A solicitor who became an alcoholic after taking part in the drinking culture of a former firm has been fined by a tribunal after two drink-driving convictions.
James Wilson Oram, who was almost two and half times over the legal limit on both occasions, said his tolerance for alcohol had been “exceptional” and he “had not realised how much he had consumed before driving”.
Having moved from private practice to local government, he told the Solicitors Disciplinary Tribunal (SDT) that his convictions had resulted in “catastrophic consequences” and he had resigned from his local authority employer to tackle his alcohol problems.
When Mr Oram returned to work, he then had to take a step back in his career at another authority.

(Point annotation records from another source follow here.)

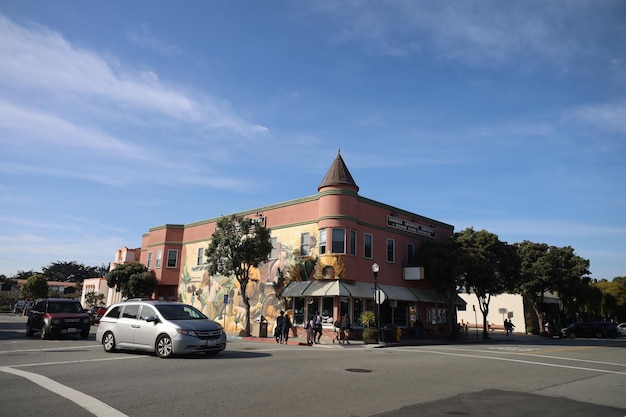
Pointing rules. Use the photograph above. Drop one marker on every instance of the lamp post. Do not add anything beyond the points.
(375, 269)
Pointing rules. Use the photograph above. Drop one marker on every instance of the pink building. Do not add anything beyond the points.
(324, 248)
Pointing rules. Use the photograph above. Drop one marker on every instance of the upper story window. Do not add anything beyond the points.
(322, 241)
(274, 252)
(159, 258)
(172, 258)
(305, 244)
(353, 242)
(339, 241)
(391, 250)
(368, 245)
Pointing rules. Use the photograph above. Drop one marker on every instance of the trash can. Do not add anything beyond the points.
(388, 333)
(259, 329)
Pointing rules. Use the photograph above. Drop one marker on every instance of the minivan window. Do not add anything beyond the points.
(131, 310)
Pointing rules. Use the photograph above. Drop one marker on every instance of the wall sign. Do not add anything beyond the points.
(411, 227)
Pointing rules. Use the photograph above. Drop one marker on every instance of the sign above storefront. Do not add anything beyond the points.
(411, 227)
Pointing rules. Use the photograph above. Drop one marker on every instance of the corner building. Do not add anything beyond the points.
(324, 247)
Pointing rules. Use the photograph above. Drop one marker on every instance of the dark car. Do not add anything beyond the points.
(590, 329)
(57, 317)
(95, 313)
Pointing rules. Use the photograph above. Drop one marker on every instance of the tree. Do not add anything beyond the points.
(237, 245)
(133, 280)
(69, 271)
(442, 261)
(36, 286)
(490, 267)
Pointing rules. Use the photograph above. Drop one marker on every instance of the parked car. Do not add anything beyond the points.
(95, 313)
(166, 328)
(590, 329)
(57, 317)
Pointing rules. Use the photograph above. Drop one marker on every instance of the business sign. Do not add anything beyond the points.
(411, 227)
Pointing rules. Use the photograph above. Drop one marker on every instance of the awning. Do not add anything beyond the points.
(398, 293)
(432, 296)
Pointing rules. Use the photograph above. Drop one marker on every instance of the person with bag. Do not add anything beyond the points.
(317, 328)
(278, 330)
(337, 329)
(345, 329)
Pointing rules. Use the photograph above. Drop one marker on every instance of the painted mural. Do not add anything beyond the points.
(208, 293)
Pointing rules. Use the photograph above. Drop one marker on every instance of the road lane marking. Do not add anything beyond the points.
(579, 368)
(89, 403)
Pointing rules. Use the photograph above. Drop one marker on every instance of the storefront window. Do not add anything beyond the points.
(437, 315)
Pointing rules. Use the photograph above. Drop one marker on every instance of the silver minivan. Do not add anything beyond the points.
(166, 328)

The SDT recorded: “He had previously worked in private practice where there was a drinking culture involving entertaining clients and he became dependent on alcohol; he had only been able to admit that to himself in the past year or so.”
Resigning enabled him to go to weekday appointments at Alcoholics Anonymous and he had taken other measures to improve his health.
He expressed regret and sorrow at his actions, and said he had done his best to rehabilitate himself.
Mr Oram said “everyone made mistakes, including solicitors” and the public would be disappointed by his misconduct, but he challenged the Solicitors Regulation Authority’s assertion that they would be shocked.
The solicitor was born in 1984 and admitted in 2009, and at the time of the offences was working for Christchurch and East Dorset District Council.
He was initially convicted of drink-driving in February 2016, for which he was fined £800 and disqualified for 20 months.
The second time Mr Oram was convicted, in September 2018, he was fined £700 and disqualified for 40 months. He had gone out for “celebratory drinks with work colleagues” and had not intended to drive that evening, but had been notified of a family health emergency.
Mr Oram denied that his drink-driving convictions had breached SRA principles 2 (acting with integrity) and 6 (maintaining public trust in the profession).
The SDT said that, while solicitors were not expected to be paragons of virtue, Mr Oram had not learned from the experience of his earlier conviction.
It said a solicitor with integrity “would have reached the conclusion he had a problem with alcohol after the first offence”.
The tribunal went on: “He would have considered the circumstances and done what was necessary. One offence might be recognised as a mistake but having had that experience the respondent offended again.”
As to maintaining public trust and confidence, the tribunal said a “second conviction was not what the public expected of solicitors” and Mr Oram “recognised that he had let himself, his family and the profession down”.
The SDT noted that he had driven on the second occasion when “he knew he had been drinking, if not how much as someone else was buying the drinks”.
Even on his own evidence he knew he had drunk three single measures of gin, which turned out to be double measures.
Mr Oram was fined £2,000 and ordered to pay £2,000 costs.
This is the maximum that the SRA could have fined Mr Oram under its own powers without referring him to the SDT, and usually drink-driving offences are dealt with in this way – it is likely that it was the second offence which persuaded the regulator to seek a higher penalty.
This week, the SRA published two regulatory settlement agreements with solicitors convicted of drink-driving, meaning both will not be prosecuted at the tribunal. Each was described as an isolated incident.
James Charles Cashman, a partner at City firm Holman Fenwick Willan, accepted a £2,000 fine after his conviction.
A court disqualified him from driving for 20 months and fined him £2,000. He was also ordered to pay a victim surcharge of £181 and costs of £85.
Part of his mitigation was that he contacted the owner of a stationary car that he had hit and offered to pay to for any repair costs
Having considered a £3,500 fine appropriate, given that he had a “particularly high level of alcohol” in his breath, the SRA reduced it to £2,000 “to reflect the prompt reporting, early admission and remedial action taken by Mr Cashman”.
Meanwhile, the SRA rebuked Hywel Roberts, a partner in the Holyhead office of Tudur Owen Roberts Glynne & Co, for his conviction, which led to a 12-month driving ban, fine of £1,000, victim surcharge of £100 and costs of £85.
The SRA said a written rebuke was appropriate because a public sanction was required and it created “a credible deterrent to Mr Roberts and others”.